Install required packages and set up API keys.

In [None]:
# Install packages
!pip install -q openai pandas scikit-learn numpy

In [None]:
# Import libraries
import json
import os
import numpy as np
import pandas as pd
from datetime import datetime
import hashlib
import re

from openai import OpenAI
from sklearn.metrics import cohen_kappa_score, accuracy_score, confusion_matrix

In [None]:
# Set up OpenAI API key
import getpass

if 'OPENAI_API_KEY' not in os.environ:
    os.environ['OPENAI_API_KEY'] = getpass.getpass('Enter your OpenAI API key: ')

client = OpenAI(api_key=os.environ['OPENAI_API_KEY'])
print("✓ API key configured")

---

# Example 1: Basic Prompting Patterns

Simple approaches to formatting prompts for text annotation.

In [None]:
# Sample political texts
texts = [
    "We must invest in renewable energy now!",
    "Cut taxes and reduce business regulations",
    "Healthcare is a human right for all citizens",
    "Maintain current spending levels and balanced budget"
]

print("Sample texts:")
for i, text in enumerate(texts, 1):
    print(f"{i}. {text}")

## 1A: Simple f-string Prompting

In [None]:
text = texts[0]

# Simple f-string approach
prompt = f"""Classify the political stance of this text as:
- Progressive
- Conservative
- Centrist

Text: {text}
Stance:"""

response = client.chat.completions.create(
    model="gpt-4",
    messages=[{"role": "user", "content": prompt}],
    temperature=0
)

print(f"Text: {text}")
print(f"Response: {response.choices[0].message.content}")

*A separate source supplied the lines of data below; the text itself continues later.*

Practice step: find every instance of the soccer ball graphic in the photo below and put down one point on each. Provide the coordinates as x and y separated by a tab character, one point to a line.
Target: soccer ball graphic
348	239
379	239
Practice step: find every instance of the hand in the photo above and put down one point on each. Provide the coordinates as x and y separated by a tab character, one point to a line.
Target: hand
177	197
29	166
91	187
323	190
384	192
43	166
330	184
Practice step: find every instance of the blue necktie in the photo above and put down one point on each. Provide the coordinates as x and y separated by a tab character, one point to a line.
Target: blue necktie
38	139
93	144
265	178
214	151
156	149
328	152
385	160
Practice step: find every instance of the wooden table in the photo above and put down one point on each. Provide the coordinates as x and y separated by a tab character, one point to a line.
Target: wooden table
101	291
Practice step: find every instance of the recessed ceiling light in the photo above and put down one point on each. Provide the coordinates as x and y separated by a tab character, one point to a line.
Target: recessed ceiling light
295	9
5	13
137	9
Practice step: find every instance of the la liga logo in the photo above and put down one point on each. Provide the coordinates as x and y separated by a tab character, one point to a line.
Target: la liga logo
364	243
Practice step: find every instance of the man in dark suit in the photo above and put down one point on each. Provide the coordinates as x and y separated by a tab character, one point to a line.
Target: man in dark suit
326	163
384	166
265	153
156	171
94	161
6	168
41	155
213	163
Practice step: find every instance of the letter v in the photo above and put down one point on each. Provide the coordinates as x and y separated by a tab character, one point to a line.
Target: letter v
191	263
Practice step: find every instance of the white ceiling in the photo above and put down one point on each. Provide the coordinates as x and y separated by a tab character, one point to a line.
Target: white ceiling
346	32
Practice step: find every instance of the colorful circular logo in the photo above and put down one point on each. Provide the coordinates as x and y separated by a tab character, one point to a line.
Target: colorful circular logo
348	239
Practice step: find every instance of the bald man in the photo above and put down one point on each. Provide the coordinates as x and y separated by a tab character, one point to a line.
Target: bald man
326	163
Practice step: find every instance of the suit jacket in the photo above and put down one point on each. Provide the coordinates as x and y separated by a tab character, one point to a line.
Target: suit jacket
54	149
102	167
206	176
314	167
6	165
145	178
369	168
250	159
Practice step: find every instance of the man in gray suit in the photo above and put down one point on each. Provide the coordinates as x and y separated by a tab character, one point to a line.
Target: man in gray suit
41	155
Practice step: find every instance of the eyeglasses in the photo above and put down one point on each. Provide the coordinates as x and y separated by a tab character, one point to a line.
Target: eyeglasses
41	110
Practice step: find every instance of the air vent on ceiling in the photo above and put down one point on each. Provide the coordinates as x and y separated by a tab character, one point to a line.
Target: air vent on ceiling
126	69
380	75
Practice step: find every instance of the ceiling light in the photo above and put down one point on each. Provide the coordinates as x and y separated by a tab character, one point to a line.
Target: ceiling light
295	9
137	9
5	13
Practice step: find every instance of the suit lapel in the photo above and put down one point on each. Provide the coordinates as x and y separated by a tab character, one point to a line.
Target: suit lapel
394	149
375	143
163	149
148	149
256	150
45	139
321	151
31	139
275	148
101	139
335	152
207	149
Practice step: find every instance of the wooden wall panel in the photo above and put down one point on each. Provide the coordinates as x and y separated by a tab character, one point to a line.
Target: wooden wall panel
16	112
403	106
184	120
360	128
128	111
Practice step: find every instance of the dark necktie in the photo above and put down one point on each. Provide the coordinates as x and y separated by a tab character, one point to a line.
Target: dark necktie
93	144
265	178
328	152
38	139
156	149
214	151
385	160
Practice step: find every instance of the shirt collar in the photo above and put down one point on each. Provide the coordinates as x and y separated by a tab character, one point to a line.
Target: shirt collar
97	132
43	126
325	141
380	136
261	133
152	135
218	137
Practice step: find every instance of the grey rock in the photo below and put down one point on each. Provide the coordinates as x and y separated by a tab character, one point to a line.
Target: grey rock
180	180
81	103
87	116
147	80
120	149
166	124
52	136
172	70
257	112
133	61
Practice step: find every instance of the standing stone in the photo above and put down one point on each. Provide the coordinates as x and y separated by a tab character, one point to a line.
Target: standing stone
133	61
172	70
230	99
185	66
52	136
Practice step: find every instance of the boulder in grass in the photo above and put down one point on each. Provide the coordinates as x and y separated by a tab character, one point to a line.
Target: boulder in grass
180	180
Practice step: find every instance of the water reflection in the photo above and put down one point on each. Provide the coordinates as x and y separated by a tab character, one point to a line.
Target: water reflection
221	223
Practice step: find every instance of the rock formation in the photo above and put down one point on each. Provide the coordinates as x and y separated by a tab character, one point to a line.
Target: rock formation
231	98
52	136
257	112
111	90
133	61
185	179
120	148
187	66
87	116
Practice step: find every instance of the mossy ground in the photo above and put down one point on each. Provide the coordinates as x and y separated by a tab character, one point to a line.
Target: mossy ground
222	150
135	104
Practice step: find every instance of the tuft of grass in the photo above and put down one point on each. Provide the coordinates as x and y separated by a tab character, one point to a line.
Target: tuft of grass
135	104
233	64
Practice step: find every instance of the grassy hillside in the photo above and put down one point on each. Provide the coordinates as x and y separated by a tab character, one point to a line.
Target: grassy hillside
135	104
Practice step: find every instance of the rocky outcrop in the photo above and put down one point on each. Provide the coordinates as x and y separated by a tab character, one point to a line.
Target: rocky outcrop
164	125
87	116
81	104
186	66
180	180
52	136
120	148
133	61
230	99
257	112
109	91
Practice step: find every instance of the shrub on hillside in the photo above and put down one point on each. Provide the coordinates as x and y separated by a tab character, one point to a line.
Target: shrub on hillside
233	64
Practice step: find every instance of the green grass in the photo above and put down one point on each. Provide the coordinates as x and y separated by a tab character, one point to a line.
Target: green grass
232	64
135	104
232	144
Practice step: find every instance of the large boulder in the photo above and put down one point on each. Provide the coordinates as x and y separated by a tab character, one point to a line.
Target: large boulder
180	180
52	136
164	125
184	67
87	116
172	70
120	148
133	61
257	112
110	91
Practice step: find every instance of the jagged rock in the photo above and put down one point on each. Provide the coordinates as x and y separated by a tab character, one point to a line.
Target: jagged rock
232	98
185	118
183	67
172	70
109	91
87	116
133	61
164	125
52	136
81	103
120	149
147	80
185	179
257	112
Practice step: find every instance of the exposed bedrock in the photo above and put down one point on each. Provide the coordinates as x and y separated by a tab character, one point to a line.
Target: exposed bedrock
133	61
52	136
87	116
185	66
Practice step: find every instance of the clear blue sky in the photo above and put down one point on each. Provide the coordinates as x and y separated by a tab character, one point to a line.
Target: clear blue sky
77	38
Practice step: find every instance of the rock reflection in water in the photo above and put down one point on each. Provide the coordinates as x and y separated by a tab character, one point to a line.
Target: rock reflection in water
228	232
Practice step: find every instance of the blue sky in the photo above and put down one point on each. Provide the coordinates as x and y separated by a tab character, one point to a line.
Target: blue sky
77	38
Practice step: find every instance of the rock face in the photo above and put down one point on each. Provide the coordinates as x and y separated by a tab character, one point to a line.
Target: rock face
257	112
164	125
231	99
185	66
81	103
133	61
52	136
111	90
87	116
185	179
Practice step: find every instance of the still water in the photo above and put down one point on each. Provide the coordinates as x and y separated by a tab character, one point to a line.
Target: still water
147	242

## 1B: Reusable Template for Batch Processing

In [None]:
# Template approach for consistency
STANCE_TEMPLATE = """Classify the political stance of this text as:
- Progressive
- Conservative
- Centrist

Text: {text}
Stance:"""

results = []
for text in texts:
    prompt = STANCE_TEMPLATE.format(text=text)
    response = client.chat.completions.create(
        model="gpt-4",
        messages=[{"role": "user", "content": prompt}],
        temperature=0
    )
    result = response.choices[0].message.content.strip()
    results.append({"text": text, "stance": result})
    print(f"Text: {text}")
    print(f"Stance: {result}\n")

## 1C: Few-Shot Prompting

In [None]:
# Few-shot template with examples
FEW_SHOT_TEMPLATE = """Classify political stance as Progressive, Conservative, or Centrist.

Examples:
Text: "Cut taxes and reduce regulations" -> Conservative
Text: "Expand healthcare access for all" -> Progressive
Text: "Maintain current spending levels" -> Centrist

Text: {text} ->"""

text = "Protect traditional family values and limit government overreach"
prompt = FEW_SHOT_TEMPLATE.format(text=text)

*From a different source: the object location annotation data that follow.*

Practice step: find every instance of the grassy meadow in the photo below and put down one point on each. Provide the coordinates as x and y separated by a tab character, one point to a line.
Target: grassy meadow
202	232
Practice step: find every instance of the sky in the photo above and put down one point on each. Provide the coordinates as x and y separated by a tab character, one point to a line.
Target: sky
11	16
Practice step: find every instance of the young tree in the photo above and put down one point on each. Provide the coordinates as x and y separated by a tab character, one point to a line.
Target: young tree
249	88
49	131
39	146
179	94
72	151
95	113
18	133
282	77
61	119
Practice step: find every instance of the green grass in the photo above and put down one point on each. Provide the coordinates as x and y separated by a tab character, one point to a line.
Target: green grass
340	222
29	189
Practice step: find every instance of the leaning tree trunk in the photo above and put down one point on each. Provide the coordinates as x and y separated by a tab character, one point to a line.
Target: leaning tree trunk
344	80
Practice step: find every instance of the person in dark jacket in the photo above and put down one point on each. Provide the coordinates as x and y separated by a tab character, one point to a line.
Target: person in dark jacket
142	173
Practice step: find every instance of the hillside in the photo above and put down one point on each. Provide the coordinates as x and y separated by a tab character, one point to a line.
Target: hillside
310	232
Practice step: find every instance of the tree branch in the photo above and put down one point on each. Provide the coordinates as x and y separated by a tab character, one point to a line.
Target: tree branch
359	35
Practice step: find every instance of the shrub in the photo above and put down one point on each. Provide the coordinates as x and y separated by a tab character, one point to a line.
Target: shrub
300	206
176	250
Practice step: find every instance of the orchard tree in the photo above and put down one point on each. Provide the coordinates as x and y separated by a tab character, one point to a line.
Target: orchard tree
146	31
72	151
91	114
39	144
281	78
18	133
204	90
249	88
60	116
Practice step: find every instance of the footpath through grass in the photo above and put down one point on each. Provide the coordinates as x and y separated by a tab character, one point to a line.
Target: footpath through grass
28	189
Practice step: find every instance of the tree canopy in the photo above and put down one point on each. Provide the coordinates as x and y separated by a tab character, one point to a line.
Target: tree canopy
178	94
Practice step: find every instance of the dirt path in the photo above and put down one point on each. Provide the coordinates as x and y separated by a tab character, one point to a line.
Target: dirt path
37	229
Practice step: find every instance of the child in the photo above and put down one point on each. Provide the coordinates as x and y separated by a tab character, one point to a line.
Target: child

response = client.chat.completions.create(
    model="gpt-4",
    messages=[{"role": "user", "content": prompt}],
    temperature=0
)

print(f"Text: {text}")
print(f"Response: {response.choices[0].message.content}")

## 1D: Chain-of-Thought Prompting

In [None]:
COT_TEMPLATE = """Classify the stance and explain your reasoning.

Text: {text}

Think step-by-step:
1. What policy domain is this?
2. What values does it express?
3. What stance does this suggest?

Reasoning:
Stance:"""

text = "Invest heavily in public education and teacher salaries"
prompt = COT_TEMPLATE.format(text=text)

response = client.chat.completions.create(
    model="gpt-4",
    messages=[{"role": "user", "content": prompt}],
    temperature=0.3
)

print(f"Text: {text}")
print(f"Response:\n{response.choices[0].message.content}")

---

# Example 2: Four Approaches to Structured Outputs

Demonstrates the progression from basic to most reliable structured output methods.

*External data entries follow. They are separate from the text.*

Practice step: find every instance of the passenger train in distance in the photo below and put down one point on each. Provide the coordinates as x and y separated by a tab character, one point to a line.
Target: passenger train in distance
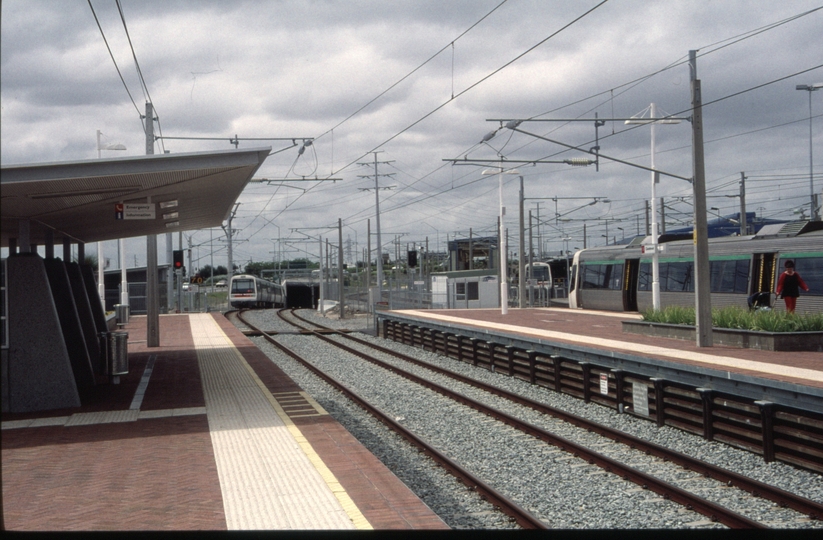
619	277
252	292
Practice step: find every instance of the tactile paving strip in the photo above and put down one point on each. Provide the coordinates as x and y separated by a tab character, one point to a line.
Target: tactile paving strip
269	479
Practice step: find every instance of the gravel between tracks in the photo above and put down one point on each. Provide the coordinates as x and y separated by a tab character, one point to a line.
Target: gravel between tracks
573	494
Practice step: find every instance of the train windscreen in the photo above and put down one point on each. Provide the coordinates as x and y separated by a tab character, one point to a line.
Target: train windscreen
242	286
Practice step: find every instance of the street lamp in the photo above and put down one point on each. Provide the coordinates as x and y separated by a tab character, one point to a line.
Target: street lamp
504	281
814	216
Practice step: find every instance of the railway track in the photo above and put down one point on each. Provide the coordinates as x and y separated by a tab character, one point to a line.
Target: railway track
524	518
692	501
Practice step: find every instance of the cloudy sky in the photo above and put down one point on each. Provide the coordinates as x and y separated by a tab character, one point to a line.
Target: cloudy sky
418	82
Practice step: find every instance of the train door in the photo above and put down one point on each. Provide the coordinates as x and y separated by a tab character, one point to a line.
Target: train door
574	294
763	266
630	271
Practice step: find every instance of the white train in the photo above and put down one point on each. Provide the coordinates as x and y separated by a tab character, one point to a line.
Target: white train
618	278
252	292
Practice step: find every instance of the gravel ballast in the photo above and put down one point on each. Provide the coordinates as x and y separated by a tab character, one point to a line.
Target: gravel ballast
564	491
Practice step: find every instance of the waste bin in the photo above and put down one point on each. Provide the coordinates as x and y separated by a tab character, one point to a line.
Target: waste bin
122	313
103	363
118	353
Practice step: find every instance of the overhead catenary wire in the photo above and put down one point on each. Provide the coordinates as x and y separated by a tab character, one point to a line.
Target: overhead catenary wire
464	91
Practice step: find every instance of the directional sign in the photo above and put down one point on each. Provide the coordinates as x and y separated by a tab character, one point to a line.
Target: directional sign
134	211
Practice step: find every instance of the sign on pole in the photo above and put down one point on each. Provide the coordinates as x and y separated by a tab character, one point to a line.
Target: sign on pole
134	211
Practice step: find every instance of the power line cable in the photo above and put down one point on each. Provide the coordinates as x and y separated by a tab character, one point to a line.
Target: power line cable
112	57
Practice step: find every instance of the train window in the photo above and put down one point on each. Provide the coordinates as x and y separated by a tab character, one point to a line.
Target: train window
594	276
729	276
540	273
615	278
811	270
473	291
678	277
242	286
602	276
644	278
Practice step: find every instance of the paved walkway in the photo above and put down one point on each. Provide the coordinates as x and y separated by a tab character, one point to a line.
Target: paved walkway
269	480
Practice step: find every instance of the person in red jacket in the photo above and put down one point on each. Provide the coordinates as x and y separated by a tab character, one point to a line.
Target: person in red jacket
789	285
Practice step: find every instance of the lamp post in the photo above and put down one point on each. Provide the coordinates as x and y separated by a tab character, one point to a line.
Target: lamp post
813	215
504	278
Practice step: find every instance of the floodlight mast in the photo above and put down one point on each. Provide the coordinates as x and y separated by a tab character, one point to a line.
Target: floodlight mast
813	213
655	180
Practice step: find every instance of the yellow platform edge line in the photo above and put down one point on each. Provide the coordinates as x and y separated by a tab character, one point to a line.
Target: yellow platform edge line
355	515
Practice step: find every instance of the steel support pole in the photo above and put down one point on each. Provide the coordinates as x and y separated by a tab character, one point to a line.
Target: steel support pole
703	306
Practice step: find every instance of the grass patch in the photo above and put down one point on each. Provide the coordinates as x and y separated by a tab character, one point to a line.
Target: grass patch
741	319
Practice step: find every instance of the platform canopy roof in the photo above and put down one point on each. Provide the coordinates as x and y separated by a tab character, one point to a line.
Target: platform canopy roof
78	199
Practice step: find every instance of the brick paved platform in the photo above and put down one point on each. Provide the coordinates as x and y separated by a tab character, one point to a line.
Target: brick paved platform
198	450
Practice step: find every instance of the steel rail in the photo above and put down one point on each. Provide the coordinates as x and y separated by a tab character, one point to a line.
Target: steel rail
520	515
689	500
782	498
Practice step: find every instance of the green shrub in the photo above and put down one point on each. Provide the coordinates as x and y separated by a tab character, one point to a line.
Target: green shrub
741	319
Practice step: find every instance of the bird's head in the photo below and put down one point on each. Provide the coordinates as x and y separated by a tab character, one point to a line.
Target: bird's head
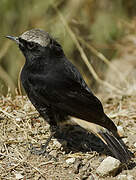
37	43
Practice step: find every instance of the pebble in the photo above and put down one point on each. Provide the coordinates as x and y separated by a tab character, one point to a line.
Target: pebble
135	144
125	140
125	177
57	144
70	160
19	176
121	131
108	166
77	164
53	153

## Approach 1: Prompt-Only Formatting (basic)

In [None]:
def llm(prompt: str) -> str:
    """Generic LLM call wrapper"""
    response = client.chat.completions.create(
        model="gpt-4",
        messages=[{"role": "user", "content": prompt}],
        temperature=0
    )
    return response.choices[0].message.content

text = "We must expand Medicare to cover everyone"
prompt = f"""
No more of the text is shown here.